In 2016, risk management for business risks that can be controlled by company still indicate its effectiveness where in 2016 the company did not face any challenges in obtaining raw materials or liquidity challenges, and was able to open new domestic market resulting in the increasing of utilized capacity of paper production, as well as increasing sales quantity of paper products and finance its capital expenditure by using internal cash.
In 2016, there were 84 paper mills and pulp in Indonesia with total installed capacity of paper industry amounted to 12.9 million MT per year, with average utilization level reaching 80.1% per year. Based on this installed capacity, our company only represented 1.7%. However, by relying on the flexibility of our machines and our positioning as niche player, we succeeded in increasing our utilization from 86.5% in 2015 to 91.6% in 2016.
Data shown by APKI stated that Indonesia has 124 million hectares of forests in which approximately 72.1 million hectares are production forests, while approximately 28.9 million hectares are industrial plant forests. Within those forest areas, only 4 – 5 million hectares are used for pulp and paper sectors, therefore providing big room for Indonesian paper industry to grow in the future. Meanwhile, the tropical climate of Indonesia enables harvesting of pulp feedstock crops 3 – 4 times faster than countries with cold climate. Data by APKI also showed that approximately 60% - 70% of total national paper production allocated to fulfill domestic market demands resulting enough paper waste to be reused by paper industry. In 2016, waste paper recovery rate in Indonesia has exceeded 70%. Supported by 3 full operated de-inking pulp machines, our company continuously develop the portion of waste paper consumption in order to increase it constantly and to minimize the risk of raw materials shortage, especially pulp material.

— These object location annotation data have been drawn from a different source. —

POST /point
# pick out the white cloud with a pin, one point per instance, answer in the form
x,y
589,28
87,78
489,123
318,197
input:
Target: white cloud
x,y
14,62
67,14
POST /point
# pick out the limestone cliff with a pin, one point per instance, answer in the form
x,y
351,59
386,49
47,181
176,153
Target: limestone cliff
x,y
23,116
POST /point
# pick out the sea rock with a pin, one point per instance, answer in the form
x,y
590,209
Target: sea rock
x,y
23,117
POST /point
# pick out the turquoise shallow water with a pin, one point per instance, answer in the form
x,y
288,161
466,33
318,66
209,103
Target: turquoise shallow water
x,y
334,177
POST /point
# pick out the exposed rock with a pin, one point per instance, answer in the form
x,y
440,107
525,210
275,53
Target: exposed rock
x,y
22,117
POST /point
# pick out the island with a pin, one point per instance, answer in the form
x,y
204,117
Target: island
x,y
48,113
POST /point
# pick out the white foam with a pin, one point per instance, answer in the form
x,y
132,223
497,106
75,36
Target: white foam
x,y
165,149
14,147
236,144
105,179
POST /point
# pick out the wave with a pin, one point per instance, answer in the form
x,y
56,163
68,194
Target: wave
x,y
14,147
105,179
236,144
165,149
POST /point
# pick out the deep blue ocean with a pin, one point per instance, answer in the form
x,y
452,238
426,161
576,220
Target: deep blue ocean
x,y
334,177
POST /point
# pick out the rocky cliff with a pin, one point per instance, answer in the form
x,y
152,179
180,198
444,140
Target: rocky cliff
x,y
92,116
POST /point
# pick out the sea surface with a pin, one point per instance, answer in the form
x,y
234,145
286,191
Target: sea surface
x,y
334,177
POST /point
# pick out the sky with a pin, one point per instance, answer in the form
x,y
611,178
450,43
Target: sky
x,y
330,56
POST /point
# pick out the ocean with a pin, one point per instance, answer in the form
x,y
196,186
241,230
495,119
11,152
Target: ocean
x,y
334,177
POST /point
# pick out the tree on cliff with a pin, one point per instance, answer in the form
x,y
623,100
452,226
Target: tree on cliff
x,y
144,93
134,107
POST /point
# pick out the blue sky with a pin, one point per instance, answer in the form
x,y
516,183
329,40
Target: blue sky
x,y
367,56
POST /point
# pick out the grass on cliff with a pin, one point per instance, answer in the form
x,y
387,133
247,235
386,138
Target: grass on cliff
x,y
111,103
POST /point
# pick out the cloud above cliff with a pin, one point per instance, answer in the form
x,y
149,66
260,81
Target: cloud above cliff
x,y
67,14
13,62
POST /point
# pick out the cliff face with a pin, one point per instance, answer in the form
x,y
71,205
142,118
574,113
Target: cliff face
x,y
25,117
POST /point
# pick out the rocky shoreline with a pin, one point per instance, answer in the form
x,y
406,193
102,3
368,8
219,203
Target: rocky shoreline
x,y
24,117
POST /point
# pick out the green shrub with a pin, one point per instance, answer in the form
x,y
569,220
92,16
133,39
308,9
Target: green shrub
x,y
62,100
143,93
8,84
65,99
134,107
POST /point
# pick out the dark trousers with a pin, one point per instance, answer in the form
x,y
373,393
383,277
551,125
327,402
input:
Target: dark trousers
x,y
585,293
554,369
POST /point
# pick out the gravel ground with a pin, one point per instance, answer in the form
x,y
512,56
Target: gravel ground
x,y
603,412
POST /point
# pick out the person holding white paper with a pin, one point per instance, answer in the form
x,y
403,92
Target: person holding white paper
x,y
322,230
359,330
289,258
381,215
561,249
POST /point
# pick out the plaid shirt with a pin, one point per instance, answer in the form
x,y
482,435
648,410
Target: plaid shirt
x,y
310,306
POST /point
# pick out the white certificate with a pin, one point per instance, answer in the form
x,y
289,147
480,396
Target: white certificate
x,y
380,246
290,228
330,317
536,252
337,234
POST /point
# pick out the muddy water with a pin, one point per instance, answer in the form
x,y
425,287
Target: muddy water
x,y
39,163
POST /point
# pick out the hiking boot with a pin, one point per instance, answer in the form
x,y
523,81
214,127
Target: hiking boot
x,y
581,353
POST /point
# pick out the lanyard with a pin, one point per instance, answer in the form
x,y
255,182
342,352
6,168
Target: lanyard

In 2016, the growth of national banking loan slightly decreased by 7.9% from its previous growth of 10.1% in 2015 with credit growth in Rupiah reaching 9.15%, credit growth in foreign currency reaching 0.92%, and non-performing loan ratio reaching 2.9%. Therefore, national banking still has adequate room for improving its loan. The low growth of national banking load, stronger Rupiah currency against USD, and high interest rate may result in the lack of liquidity risk for our company, particularly to cover the funding necessities regarding additional working capital for Paper Machine no. 9. Hence, with supports from referenced bank with 29 years of partnership in performing strict cash flow management, our company is able to self-finance our funding towards our work capital. Furthermore, in 2016 our company was able to fund capital expenditure by using internal cash of approximately USD 1.9 million.
Changes in Foreign Exchange Rate
The risk of USD exchange rate is inevitable, since our company still has obligations in the form of bank loan for working capital and long term debt in USD currency. The loaned working capital is still required due to our company still importing raw materials and supplies by 24% and 32% respectively from its total purchases in 2016. Hence, the fluctuation of Rupiah against USD will create relatively high business risk for our company. In order to minimize this risk, we consistently implement commercial hedging strategy to obtain export sales in USD that are equal with our annual import requirement, and also by reducing portion of import purchase and substitute it with local content.